MCP4CM - Model Cleansing Pipeline for Conceptual Models

Overview

mcp4cm is a Python library dedicated to cleaning and processing conceptual modeling datasets. It specifically supports UML and ArchiMate datasets, providing a streamlined workflow for dataset loading, filtering, data extraction, and deduplication.

Key Features

  • Dataset Loading: Supports UML (MODELSET) and ArchiMate (EAMODELSET) datasets.
  • Data Filtering: Provides comprehensive filters to remove invalid or irrelevant data.
  • Data Extraction: Enables detailed analysis of dataset contents, including naming conventions and class structures.
  • Deduplication: Offers both exact and near-duplicate detection techniques using hashing and TF-IDF-based approaches.

Usage

To use the mcp4cm library, follow these steps:

Create a virtual environment

virutalenv .venv
source .venv/bin/activate

Install the required packages

After creating the virtual environment, you need to install the required packages. You can do this by running the following command:

pip install -r requirements.txt

Downloading the data

To use the library, you need to download the datasets. The datasets are not included in the repository due to their size.

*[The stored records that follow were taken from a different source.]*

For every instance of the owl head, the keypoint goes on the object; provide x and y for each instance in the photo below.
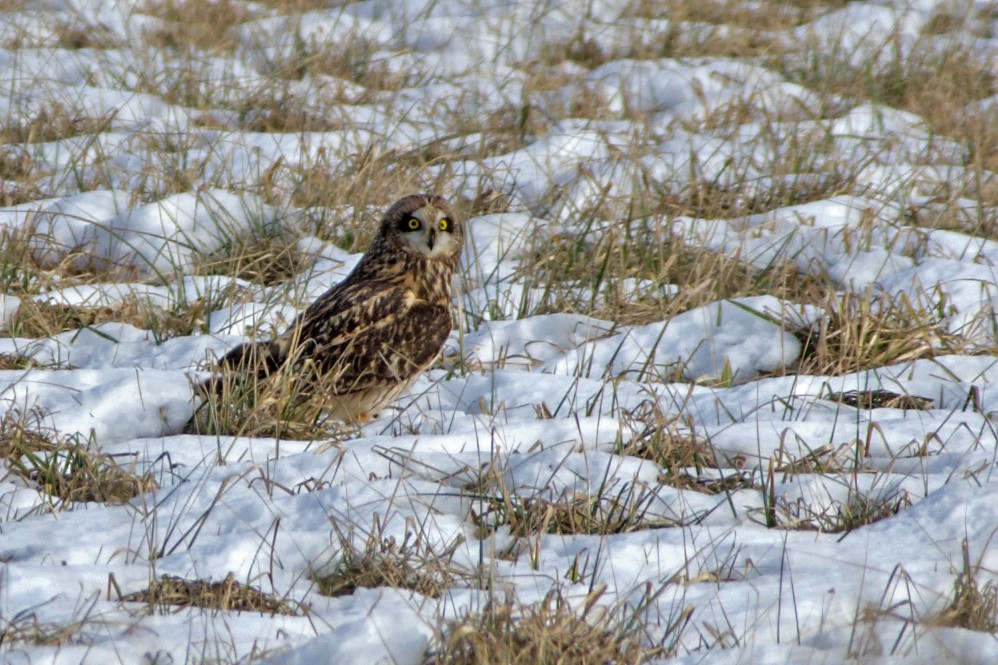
(424, 226)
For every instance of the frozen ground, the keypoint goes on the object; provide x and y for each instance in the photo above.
(130, 158)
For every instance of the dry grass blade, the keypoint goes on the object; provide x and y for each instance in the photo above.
(284, 405)
(974, 606)
(881, 399)
(228, 595)
(550, 632)
(36, 318)
(69, 469)
(411, 564)
(264, 260)
(682, 457)
(29, 629)
(864, 331)
(609, 510)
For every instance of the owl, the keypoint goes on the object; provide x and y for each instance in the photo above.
(370, 336)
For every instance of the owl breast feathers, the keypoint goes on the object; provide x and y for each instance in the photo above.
(369, 337)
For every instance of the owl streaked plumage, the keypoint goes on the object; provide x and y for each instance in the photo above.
(371, 335)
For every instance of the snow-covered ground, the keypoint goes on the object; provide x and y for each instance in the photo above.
(164, 156)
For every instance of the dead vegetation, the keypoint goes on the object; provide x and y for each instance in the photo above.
(68, 469)
(384, 561)
(169, 593)
(554, 631)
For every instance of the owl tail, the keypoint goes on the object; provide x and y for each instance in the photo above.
(251, 359)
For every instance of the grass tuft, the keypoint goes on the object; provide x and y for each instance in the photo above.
(168, 593)
(383, 561)
(553, 631)
(974, 605)
(69, 469)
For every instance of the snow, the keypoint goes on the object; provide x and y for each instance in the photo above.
(539, 402)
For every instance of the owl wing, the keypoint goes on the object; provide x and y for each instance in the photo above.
(363, 334)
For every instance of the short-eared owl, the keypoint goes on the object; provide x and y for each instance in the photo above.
(370, 336)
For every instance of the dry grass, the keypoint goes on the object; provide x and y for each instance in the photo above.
(192, 24)
(867, 330)
(383, 561)
(553, 632)
(284, 405)
(27, 628)
(42, 319)
(264, 259)
(168, 593)
(860, 507)
(68, 469)
(974, 605)
(610, 509)
(685, 460)
(50, 122)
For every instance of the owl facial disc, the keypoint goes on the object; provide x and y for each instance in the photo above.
(429, 232)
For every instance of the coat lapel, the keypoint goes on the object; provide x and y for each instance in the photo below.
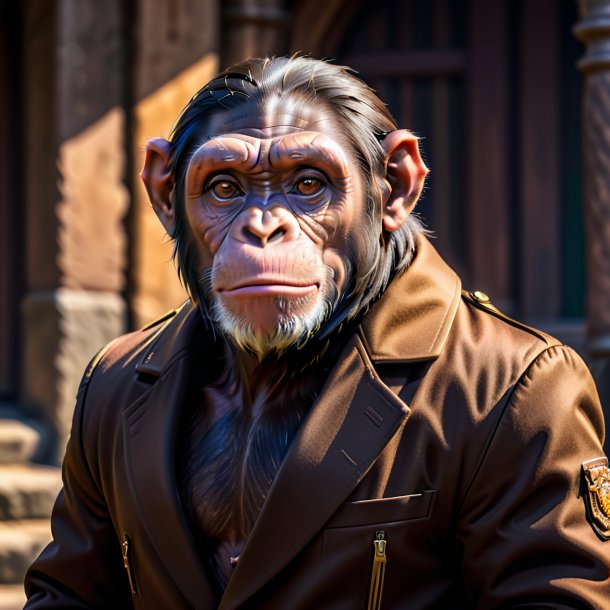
(347, 428)
(150, 430)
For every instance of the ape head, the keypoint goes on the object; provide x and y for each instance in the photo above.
(288, 192)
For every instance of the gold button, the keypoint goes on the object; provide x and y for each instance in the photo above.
(481, 297)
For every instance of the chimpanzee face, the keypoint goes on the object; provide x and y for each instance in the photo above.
(271, 202)
(279, 230)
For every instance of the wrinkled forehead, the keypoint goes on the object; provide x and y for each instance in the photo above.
(272, 138)
(271, 117)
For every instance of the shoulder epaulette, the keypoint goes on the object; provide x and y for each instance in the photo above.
(481, 301)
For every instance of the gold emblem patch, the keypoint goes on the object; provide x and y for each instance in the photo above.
(596, 492)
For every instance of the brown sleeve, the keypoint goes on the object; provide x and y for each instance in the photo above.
(82, 567)
(523, 531)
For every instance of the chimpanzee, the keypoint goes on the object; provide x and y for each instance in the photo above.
(329, 421)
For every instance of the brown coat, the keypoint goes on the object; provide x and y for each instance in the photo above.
(457, 432)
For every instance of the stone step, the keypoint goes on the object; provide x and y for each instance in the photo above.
(28, 491)
(20, 544)
(18, 441)
(12, 597)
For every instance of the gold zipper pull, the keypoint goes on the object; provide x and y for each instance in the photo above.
(127, 564)
(378, 572)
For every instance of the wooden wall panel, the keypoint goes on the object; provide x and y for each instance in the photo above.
(539, 156)
(488, 219)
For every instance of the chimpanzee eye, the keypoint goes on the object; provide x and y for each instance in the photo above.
(309, 185)
(225, 189)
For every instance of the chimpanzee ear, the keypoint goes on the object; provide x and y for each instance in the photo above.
(405, 174)
(159, 181)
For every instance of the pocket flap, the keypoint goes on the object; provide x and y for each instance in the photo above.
(384, 510)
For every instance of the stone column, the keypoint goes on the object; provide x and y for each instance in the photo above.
(593, 30)
(253, 28)
(75, 197)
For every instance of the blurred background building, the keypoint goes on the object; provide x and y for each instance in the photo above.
(514, 115)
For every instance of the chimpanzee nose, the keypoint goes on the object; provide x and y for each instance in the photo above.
(260, 227)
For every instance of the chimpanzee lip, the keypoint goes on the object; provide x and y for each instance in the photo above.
(271, 287)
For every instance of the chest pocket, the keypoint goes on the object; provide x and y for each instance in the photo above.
(376, 571)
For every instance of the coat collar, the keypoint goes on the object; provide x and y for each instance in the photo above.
(411, 321)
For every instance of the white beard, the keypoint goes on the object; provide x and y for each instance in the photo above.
(289, 330)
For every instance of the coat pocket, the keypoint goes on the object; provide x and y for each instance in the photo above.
(384, 510)
(368, 545)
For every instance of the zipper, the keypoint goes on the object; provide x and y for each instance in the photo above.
(378, 571)
(127, 564)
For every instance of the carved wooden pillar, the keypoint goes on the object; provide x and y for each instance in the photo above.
(593, 30)
(253, 28)
(75, 197)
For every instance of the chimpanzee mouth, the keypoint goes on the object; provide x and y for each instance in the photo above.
(269, 287)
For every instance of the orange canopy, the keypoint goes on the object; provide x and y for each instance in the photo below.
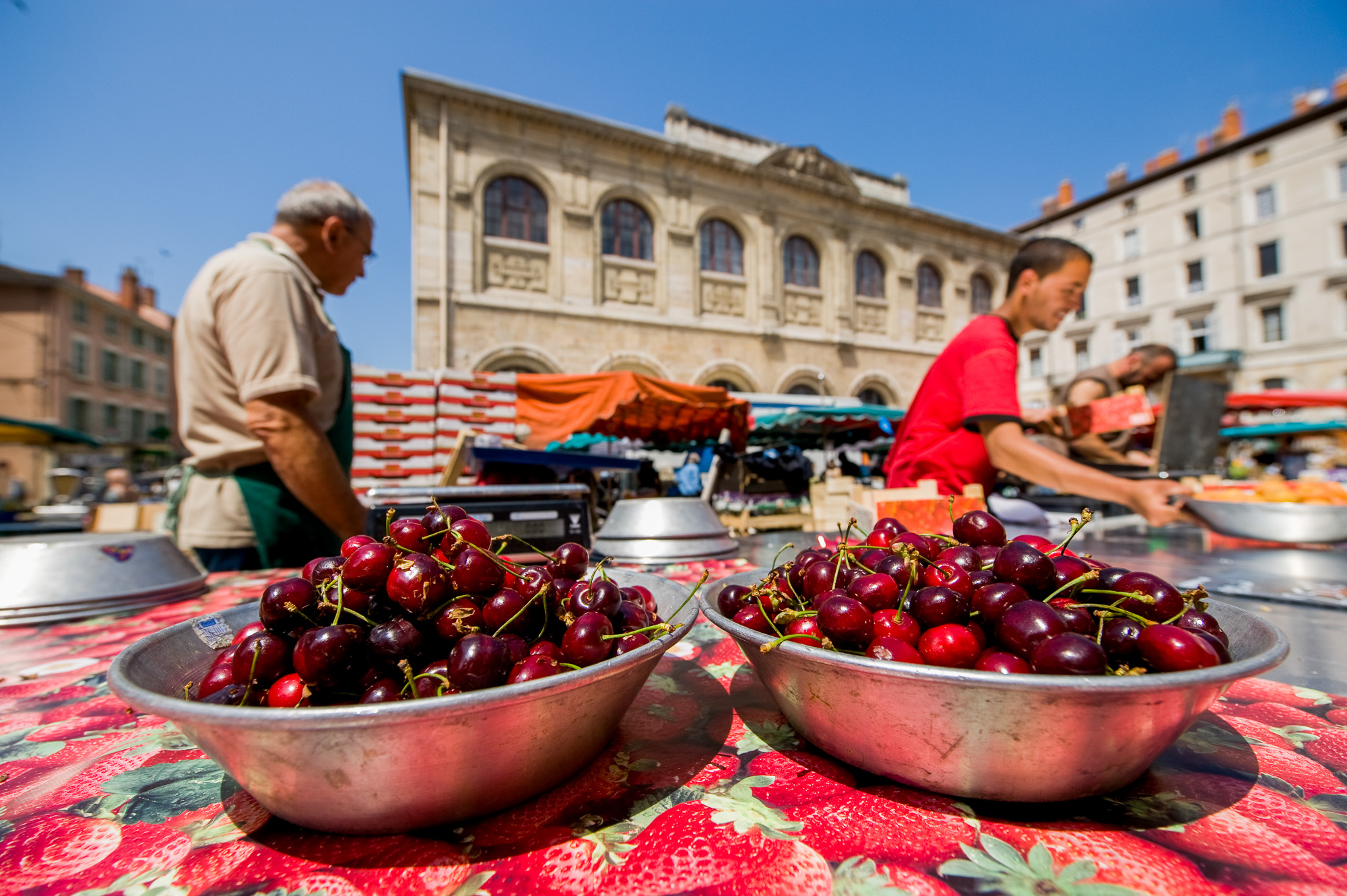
(627, 405)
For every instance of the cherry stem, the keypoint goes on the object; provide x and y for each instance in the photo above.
(518, 613)
(1088, 576)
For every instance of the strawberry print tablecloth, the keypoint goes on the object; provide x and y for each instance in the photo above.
(705, 790)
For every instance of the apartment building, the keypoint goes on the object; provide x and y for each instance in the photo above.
(1236, 257)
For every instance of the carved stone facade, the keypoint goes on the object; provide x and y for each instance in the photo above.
(666, 253)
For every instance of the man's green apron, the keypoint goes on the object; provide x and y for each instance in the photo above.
(289, 535)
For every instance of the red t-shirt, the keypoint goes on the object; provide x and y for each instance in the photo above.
(972, 381)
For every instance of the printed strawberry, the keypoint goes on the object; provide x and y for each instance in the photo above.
(1119, 858)
(705, 843)
(1332, 749)
(799, 872)
(1256, 691)
(1287, 816)
(1229, 837)
(659, 716)
(801, 778)
(1276, 715)
(887, 823)
(146, 852)
(48, 848)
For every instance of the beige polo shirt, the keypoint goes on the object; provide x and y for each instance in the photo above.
(253, 324)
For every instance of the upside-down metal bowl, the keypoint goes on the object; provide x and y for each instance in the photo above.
(1274, 521)
(393, 767)
(988, 735)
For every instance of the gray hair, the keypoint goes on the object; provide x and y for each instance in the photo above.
(313, 202)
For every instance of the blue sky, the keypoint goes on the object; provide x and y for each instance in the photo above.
(158, 133)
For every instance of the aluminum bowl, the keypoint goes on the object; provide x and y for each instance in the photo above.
(987, 735)
(1274, 521)
(394, 767)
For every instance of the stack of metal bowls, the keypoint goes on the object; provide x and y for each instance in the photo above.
(663, 530)
(72, 576)
(988, 735)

You can download the zip file of the datasets them from the following drive link:

  • MCP4CM Dataset: MCP4CM Datasets

  • Unzip the data folder in the root directory of the repository.

unzip data.zip

The structure should look like this:

mcp4cm/
data - Contains the datasets used in the library.
|--modelset/ - Contains the UML dataset.
|--eamodelset/ - Contains the ArchiMate dataset.
dataset_generation.ipynb - Contains the notebook for generating datasets used in the reproducibility studies and using the mcp4cm python library.
test_mcp4cm.ipynb - Contains the notebook for testing the library functionalities.
README.md
requirements.txt
LICENSE


## Generating dataset for the reproducibility studies given here - 
Publicly archived on Zenodo [10.5281/zenodo.16285770] (https://zenodo.org/records/16285770)

The dataset_generation.ipynb notebook provides a way to generate the datasets used in the reproducibility studies. 
The notebook provides a step-by-step filtering to generate the datasets for modelset dataset to be used for the reproducibility study.
Given that the library was developed after the dataset was generated, to provide evidence for reusability of the library, the jupyter notebook provides model filtering code snippets that show how using the library gives the same results as the 'without-library-code' dataset generation code snippets.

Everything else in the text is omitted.